Tanto Haddad quanto Serra trocam farpas em debate de TV com 'meias informações'

O Estado de S.Paulo

20 de outubro de 2012 | 03h09

Os candidatos à Prefeitura de São Paulo exploraram informações incompletas ou contraditórias no primeiro debate do 2.º turno, anteontem. Fernando Haddad (PT) e José Serra (PSDB) disputaram a paternidade de projetos e do financiamento de obras, mas inflaram a população beneficiada e citaram investimentos que ainda não foram concretizados.

No debate da TV Bandeirantes, Haddad tentou destacar as realizações da gestão de Marta Suplicy (PT) no município e investimentos do governo federal. Serra citou avanços promovidos pela Prefeitura nos últimos oito anos, sob seu comando e na administração de Gilberto Kassab (PSD).
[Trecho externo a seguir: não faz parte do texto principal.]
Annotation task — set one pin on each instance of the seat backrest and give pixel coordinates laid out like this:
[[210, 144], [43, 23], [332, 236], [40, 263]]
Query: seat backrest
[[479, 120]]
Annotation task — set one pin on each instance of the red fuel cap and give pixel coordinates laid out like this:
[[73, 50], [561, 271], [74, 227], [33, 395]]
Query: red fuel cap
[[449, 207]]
Ao menos duas vezes, os candidatos disputaram a responsabilidade por investimentos feitos em São Paulo, mas não deram informações completas aos eleitores.

Serra acusou o governo federal de ter "um problema com o metrô", por não destinar recursos para o transporte sobre trilhos da cidade. Para tentar reforçar sua parceria com a União, Haddad rebateu: disse que havia investimentos no monotrilho da Linha 18 (Tamanduateí-ABC).
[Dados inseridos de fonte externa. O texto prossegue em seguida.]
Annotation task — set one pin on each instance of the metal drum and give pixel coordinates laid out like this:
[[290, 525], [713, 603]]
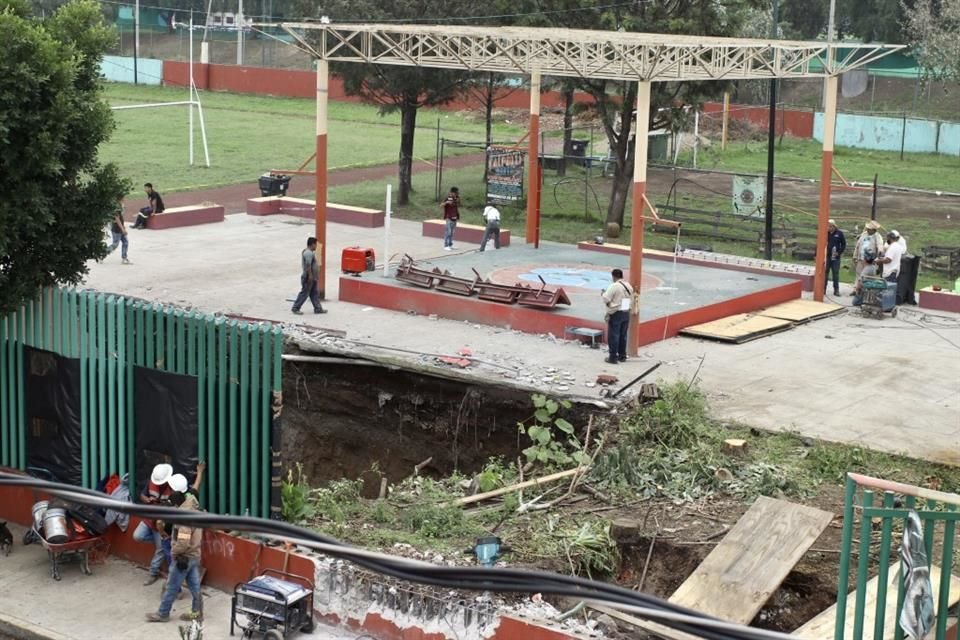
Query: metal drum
[[55, 526], [39, 509]]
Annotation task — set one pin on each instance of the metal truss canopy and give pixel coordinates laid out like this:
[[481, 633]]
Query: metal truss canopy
[[601, 55]]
De fato, o governo federal firmou um acordo para aplicar R$ 400 milhões nas obras, mas ainda não fez nenhum repasse. O valor total é de R$ 4,1 bilhões.
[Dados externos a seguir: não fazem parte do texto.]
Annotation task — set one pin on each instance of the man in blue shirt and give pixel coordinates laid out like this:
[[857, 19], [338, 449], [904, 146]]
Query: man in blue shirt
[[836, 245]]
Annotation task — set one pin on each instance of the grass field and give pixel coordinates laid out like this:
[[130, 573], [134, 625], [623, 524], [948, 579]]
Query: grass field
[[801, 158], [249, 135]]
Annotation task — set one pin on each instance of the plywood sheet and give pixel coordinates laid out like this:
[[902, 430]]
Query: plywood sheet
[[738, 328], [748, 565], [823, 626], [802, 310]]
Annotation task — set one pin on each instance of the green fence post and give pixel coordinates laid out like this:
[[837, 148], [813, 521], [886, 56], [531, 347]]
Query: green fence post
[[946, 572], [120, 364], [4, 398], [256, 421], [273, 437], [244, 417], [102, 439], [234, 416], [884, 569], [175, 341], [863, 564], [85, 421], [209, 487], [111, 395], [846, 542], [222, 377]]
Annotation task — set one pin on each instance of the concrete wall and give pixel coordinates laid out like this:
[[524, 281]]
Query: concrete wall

Haddad e Serra também exploraram os repasses do Ministério das Cidades para a urbanização de favelas em São Paulo. O petista lembrou que havia dinheiro do governo federal no projeto. O tucano disse que o investimento era "obrigação" e que a parcela de recursos era "pequena".

Dados da Secretaria Municipal de Habitação mostram que o governo federal aplicou 19% dos R$ 5 bilhões investidos na urbanização de favelas entre 2005 e junho deste ano - o que equivaleria a quase R$ 1 bilhão em oito anos.

Tucanos e petistas disputaram ainda a autoria do programa de atendimento de gestantes do município. Serra citou como exemplo o Mãe Paulistana, que criou na Prefeitura em 2005. Haddad disse que o projeto foi copiado de Curitiba, inspirado em um plano da gestão Marta.

O debate é uma reprise da eleição de 2004, quando Marta enfrentou Serra e disse que a proposta do tucano era uma cópia de seu programa Nascer Bem. A campanha do PSDB diz que os projetos são diferentes e que o Mãe Paulistana é mais abrangente, incluindo o acompanhamento de gestantes de alto risco por uma central telefônica.

Cada candidato também tentou atribuir ao adversário a responsabilidade pelo contrato de inspeção veicular firmado entre a Prefeitura e a empresa Controlar.

O contrato entre a Prefeitura e a Controlar foi assinado em 1996, na gestão de Paulo Maluf (PP), mas foi contestado na Justiça. O governo Marta Suplicy revisou o programa, mas não instituiu a inspeção. Em 2007, com Kassab, o serviço foi implantado, com uma taxa de R$ 52,89.

Para criticar a gestão Marta, Serra superestimou o número de alunos das chamadas "escolas de lata" - salas de aula montadas em contêineres. "A Prefeitura do PT deixou 75 mil crianças em escolas de lata", acusou Serra. Cálculos da época davam conta de que 50 mil alunos estudavam em escolas desse tipo.